(AP) A Hindu clergyman made history Thursday by offering the U.S. Senate's morning prayer, but only after police officers removed three shouting protesters from the visitors' gallery.
Rajan Zed, director of interfaith relations at a Hindu temple, gave the brief prayer that opens each day's Senate session. As he stood at the chamber's podium in a bright orange and burgundy robe, two women and a man began shouting "this is an abomination" and other complaints from the gallery.
Police officers quickly arrested them and charged them with disrupting Congress, a misdemeanor. The male protester told an Associated Press reporter, "we are Christians and patriots" before police handcuffed them and led them away.

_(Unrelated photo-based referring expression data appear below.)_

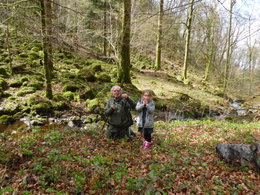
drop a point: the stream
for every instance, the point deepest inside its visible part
(26, 124)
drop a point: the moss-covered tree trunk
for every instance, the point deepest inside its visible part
(47, 45)
(7, 40)
(210, 56)
(105, 29)
(124, 68)
(187, 42)
(227, 64)
(159, 37)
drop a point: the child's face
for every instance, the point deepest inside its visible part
(147, 97)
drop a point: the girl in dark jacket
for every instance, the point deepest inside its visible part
(145, 119)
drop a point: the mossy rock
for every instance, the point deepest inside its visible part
(3, 84)
(93, 105)
(89, 93)
(70, 87)
(58, 97)
(104, 77)
(3, 72)
(92, 118)
(36, 85)
(96, 67)
(19, 68)
(25, 90)
(34, 55)
(60, 106)
(16, 83)
(36, 49)
(31, 101)
(87, 75)
(69, 95)
(24, 78)
(42, 108)
(6, 119)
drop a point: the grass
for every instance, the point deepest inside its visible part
(182, 160)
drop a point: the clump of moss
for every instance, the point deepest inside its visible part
(60, 106)
(70, 87)
(104, 77)
(69, 95)
(25, 90)
(42, 108)
(6, 119)
(3, 84)
(36, 85)
(3, 72)
(16, 83)
(89, 93)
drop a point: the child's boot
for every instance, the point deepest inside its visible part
(148, 145)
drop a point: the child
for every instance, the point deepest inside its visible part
(145, 120)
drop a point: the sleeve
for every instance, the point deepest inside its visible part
(139, 106)
(151, 107)
(108, 110)
(131, 102)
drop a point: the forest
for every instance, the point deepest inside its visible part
(59, 60)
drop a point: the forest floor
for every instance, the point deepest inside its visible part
(182, 160)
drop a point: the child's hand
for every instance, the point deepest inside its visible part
(113, 106)
(124, 95)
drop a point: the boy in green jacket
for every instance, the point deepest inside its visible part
(118, 110)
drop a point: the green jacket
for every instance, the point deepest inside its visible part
(121, 116)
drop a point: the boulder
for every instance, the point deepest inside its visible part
(244, 154)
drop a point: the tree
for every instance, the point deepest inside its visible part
(46, 7)
(124, 67)
(228, 54)
(187, 41)
(159, 37)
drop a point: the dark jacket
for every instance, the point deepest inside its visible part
(149, 119)
(121, 116)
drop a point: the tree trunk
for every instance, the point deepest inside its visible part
(228, 48)
(47, 47)
(187, 44)
(105, 29)
(7, 36)
(124, 68)
(159, 37)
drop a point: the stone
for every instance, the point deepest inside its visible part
(243, 153)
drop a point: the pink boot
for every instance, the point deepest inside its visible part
(147, 145)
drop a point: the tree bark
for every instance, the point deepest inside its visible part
(124, 68)
(228, 48)
(7, 40)
(159, 37)
(187, 44)
(105, 29)
(47, 47)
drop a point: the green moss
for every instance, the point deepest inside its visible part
(61, 106)
(58, 97)
(104, 77)
(15, 83)
(93, 105)
(34, 55)
(31, 101)
(89, 93)
(24, 78)
(87, 75)
(70, 87)
(42, 108)
(3, 84)
(6, 119)
(25, 90)
(3, 72)
(69, 95)
(36, 85)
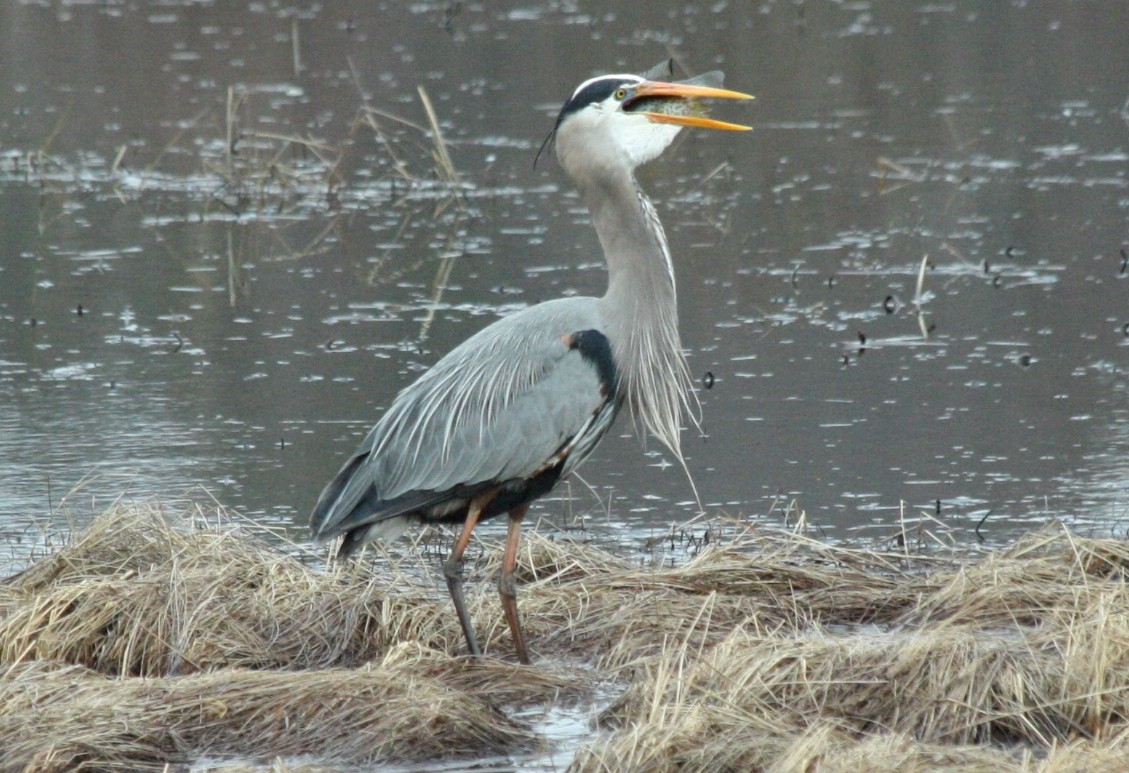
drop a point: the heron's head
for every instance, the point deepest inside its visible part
(624, 120)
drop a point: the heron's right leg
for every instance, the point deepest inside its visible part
(453, 570)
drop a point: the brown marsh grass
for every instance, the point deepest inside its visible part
(164, 634)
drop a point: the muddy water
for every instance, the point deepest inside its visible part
(227, 244)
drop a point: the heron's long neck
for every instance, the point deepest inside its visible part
(640, 308)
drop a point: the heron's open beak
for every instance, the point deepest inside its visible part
(662, 89)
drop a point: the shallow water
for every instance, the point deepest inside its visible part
(177, 310)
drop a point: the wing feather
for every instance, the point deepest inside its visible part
(497, 407)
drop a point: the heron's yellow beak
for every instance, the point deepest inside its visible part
(668, 103)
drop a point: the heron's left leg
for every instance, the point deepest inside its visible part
(506, 586)
(453, 570)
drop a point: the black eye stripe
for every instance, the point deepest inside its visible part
(597, 90)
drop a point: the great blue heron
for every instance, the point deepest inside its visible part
(498, 421)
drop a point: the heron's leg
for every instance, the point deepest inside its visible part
(453, 570)
(506, 586)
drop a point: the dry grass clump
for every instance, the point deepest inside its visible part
(66, 718)
(140, 594)
(992, 665)
(156, 639)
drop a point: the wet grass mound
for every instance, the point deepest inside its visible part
(160, 638)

For several days, the Mississippi-based American Family Association has urged its members to object to the prayer because Zed would be "seeking the invocation of a non-monotheistic god."
Zed, the first Hindu to offer the Senate prayer, began: "We meditate on the transcendental glory of the Deity Supreme, who is inside the heart of the Earth, inside the life of the sky and inside the soul of the heaven. May He stimulate and illuminate our minds."

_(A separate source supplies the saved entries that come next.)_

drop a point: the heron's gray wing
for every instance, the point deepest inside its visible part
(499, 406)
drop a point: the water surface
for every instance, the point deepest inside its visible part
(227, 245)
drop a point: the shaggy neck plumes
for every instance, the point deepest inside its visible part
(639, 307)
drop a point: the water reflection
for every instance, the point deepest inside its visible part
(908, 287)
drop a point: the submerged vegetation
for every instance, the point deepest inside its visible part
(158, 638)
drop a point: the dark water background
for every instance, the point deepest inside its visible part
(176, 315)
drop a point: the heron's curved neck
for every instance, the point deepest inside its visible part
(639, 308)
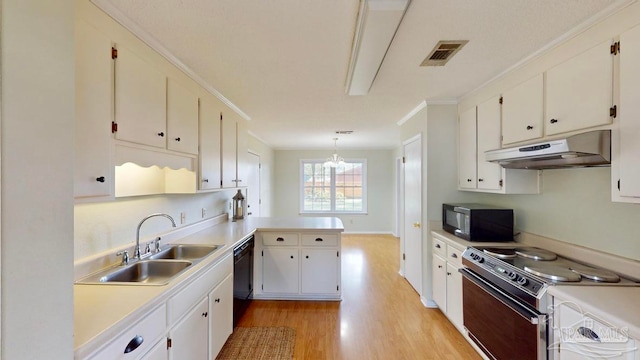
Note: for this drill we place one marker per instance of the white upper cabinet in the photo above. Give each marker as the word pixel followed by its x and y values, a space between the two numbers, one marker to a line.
pixel 234 150
pixel 522 111
pixel 579 91
pixel 140 100
pixel 210 112
pixel 93 175
pixel 467 149
pixel 182 119
pixel 489 174
pixel 628 131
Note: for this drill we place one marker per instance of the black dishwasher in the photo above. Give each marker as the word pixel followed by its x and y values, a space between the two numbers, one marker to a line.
pixel 242 278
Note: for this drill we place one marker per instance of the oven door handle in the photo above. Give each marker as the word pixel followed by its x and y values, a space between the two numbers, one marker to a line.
pixel 533 317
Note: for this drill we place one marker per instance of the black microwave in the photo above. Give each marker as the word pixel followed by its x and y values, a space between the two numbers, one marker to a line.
pixel 478 222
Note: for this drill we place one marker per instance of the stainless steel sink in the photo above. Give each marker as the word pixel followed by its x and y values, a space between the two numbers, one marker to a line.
pixel 144 272
pixel 185 252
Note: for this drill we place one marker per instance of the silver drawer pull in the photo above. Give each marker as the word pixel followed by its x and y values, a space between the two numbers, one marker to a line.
pixel 134 344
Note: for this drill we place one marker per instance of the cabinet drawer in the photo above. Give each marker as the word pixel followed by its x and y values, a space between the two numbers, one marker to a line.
pixel 145 332
pixel 180 303
pixel 319 239
pixel 285 239
pixel 439 247
pixel 454 256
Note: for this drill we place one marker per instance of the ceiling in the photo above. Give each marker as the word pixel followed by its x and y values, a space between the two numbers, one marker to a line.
pixel 284 62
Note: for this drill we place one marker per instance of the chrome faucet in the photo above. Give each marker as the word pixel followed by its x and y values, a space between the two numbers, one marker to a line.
pixel 136 254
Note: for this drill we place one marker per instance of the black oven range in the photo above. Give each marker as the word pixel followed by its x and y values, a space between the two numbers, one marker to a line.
pixel 505 302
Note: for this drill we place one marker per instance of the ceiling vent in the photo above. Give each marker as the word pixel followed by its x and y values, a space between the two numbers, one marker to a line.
pixel 443 52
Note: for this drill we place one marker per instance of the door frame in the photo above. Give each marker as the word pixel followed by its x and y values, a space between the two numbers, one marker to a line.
pixel 417 137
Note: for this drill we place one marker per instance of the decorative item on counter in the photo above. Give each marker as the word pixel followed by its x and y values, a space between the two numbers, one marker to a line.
pixel 238 206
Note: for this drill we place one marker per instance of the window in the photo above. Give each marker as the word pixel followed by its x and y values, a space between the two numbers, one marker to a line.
pixel 333 190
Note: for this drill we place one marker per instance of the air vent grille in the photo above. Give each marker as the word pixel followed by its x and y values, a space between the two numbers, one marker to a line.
pixel 443 52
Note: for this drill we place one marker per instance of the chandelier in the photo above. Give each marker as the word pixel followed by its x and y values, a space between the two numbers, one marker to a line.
pixel 334 160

As the Senate prepared for another day of debate over the Iraq war, Zed closed with, "Peace, peace, peace be unto all."
Zed, who was born in India, was invited by Senate Majority Leader Harry Reid, a Democrat. Speaking in the chamber shortly after the prayer, Reid defended the choice and linked it to the war debate.
"If people have any misunderstanding about Indians and Hindus," Reid said, "all they have to do is think of Gandhi," a man "who gave his life for peace."
"I think it speaks well of our country that someone representing the faith of about a billion people comes here and can speak in communication with our heavenly Father regarding peace," said Reid, a Mormon and sharp critic of President Bush's Iraq policies.
Barry W. Lynn, executive director of Americans United for Separation of Church and State, said the protest "shows the intolerance of many religious right activists. They say they want more religion in the public square, but it's clear they mean only their religion."
Police identified the protesters as Ante Nedlko Pavkovic, Katherine Lynn Pavkovic and Christan Renee Sugar. Their ages and hometowns were not available.